Here are some tools for helping you generate different perspectives on a given topic, in an area where you are feeling stuck.

Step One:  Before you start this process, make sure that the topic you have identified does not embody a particular perspective — state it in neutral terms.  A couple of examples:

  • “Coping with this horrible task” is not a neutral topic.  Restate it as “My relationship to task x,” or just “Task x.”
  • “Dealing with this overwhelming mess” is not a neutral topic.  Restate it as “My relationship to clutter” or just “clutter” or, if you prefer “My relationship to tidiness” or “Tidiness.”
  • Other examples of neutrally stated topics are “How I am going to spend the weekend,” “My relationship with my mother,” “My job,” “How I related to co-worker x,” “My vacation,” etc.

Step Two:  Once you have a neutrally stated topic, clearly articulate your current perspective — the one you are standing in right now (it may shift in 30 seconds, just focus on what it is now).

Step Three:  Now that you have clearly identified the perspective you are in, start generating different perspectives to try on.  In each case, move your body to a different place in the room as you try on a new perspective.

Here are some tools for seeing the topic from other perspectives:

1. Embody the perspective.  I suggest using this tool regardless of what other tools you are using.  Each perspective will feel different in your body — sink into that, exaggerate it if you need to in order to really feel it.  Notice what it feels like, where it lives in your body.  Does this perspective make you feel big or small?  Does it feel constricting or liberating?  All over, or just in particular parts of your body?  What do your arms and hands want to do?  Where in the room do you want to be?  Do you want to be sitting, standing, lying down, jumping up and down, rolling?

2. Use different physical viewing points.  Draw or otherwise symbolize the topic and put it somewhere in the room.  Then approach it from different angles, get close, move far away.  Move toward or away from it slowly, or quickly, eyes open or eyes closed (go slow with that last).  What comes up for you when you do this?

3. Use a meta-view.  Imagine that you are looking at the topic from the perspective of a bird circling overhead.  What do you see from there?  Imagine that you are looking back at the topic/decision from 20 years in the future, or 5, or 50.  What do you see from there?

4.  Ask yourself what the opposite perspective would be from the one you are in now.

5. Use what you see around you.  Most of the perspectives we find easily are perspectives we already know well, perspectives with well-worn paths in our left brain. To shift yourself into your right brain, where very new perspectives come from, try letting yourself use the environment around you to generate ideas.  Walk around the space you are in (or walk outside), stop and look at something and ask yourself what that perspective would be (i.e. the dictionary perspective, the easy chair perspective, the piano perspective, the maple tree perspective, the window perspective, the grass basket perspective…).  Embody and explore that perspective.  Then do it again in a new spot.

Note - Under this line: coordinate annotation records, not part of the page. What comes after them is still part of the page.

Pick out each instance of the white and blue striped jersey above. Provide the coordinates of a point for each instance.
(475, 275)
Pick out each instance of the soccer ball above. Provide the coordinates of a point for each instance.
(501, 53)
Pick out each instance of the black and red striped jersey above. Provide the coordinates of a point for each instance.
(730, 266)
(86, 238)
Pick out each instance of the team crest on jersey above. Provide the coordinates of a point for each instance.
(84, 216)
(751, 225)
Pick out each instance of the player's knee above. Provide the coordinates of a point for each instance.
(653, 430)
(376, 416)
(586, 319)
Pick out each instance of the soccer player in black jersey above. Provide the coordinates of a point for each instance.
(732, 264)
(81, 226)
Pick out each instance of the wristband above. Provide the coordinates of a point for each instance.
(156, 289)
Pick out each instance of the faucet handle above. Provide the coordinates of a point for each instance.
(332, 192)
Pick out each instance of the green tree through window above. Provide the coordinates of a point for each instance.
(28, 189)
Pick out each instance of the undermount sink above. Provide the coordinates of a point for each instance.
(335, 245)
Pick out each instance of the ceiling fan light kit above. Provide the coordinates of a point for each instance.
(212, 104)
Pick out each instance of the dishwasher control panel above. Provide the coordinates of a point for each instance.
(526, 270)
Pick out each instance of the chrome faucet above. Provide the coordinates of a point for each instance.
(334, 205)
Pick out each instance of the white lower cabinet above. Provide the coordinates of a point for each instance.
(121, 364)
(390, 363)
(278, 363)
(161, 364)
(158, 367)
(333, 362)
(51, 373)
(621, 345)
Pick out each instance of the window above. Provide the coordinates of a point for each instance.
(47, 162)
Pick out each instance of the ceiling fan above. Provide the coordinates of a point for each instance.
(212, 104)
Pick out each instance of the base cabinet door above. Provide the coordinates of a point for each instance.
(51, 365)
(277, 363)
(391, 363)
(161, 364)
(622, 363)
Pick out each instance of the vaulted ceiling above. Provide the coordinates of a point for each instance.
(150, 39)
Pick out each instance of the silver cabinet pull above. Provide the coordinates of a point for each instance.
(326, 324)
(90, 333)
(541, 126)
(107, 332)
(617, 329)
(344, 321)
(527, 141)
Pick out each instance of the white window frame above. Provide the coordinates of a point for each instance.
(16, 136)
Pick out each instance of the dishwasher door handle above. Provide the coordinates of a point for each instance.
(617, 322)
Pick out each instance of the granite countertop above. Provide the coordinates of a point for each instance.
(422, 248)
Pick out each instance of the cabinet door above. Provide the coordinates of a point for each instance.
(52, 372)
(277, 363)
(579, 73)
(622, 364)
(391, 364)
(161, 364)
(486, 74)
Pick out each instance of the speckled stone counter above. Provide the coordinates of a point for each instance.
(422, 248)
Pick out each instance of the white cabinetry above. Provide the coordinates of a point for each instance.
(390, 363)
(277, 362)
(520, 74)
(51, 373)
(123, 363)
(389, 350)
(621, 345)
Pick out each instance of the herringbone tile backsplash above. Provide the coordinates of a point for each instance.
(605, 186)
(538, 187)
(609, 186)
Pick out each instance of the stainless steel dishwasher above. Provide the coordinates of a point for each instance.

6. Find a metaphor and explore different perspectives that way.

Examples:

  • A Zoo — how would different animals see it?
  • Music — how would particular songs, or artists, see it?
  • A House — how would it look from different rooms in the house?
  • A Garden — how would different flowers, or vegetables, see it?
  • An Art Museum — how would different paintings or sculptures see it?

Any metaphor that draws on your life — has meaning for you — can work.  Make sure you don’t get so distracted by the metaphor that you forget to focus on the topic.

Notice that all of the perspectives you are trying out have some grain of truth in them, something you can draw on.

Step Four:  Once you have tried out five or more perspectives, experiment with choosing one that is different from the one you started with and embracing that one.  See what solutions and actions fall from that perspective.

Step Five; Decide to make a commitment. This can be as simple as a commitment to stand in that perspective for a week, or an hour, and notice, from a place of curiosity, what that is like.  It could be as big as a commitment to do five things that showed up as actions you want to take when you were standing in a new perspective.

Step SixGet clear on what you will have to say yes, and no, to in order to honor this commitment.

Step SevenMake the commitment.  I recommend drawing a line on the floor (real or imagined) and physically stepping over it.  This is big stuff — do it big.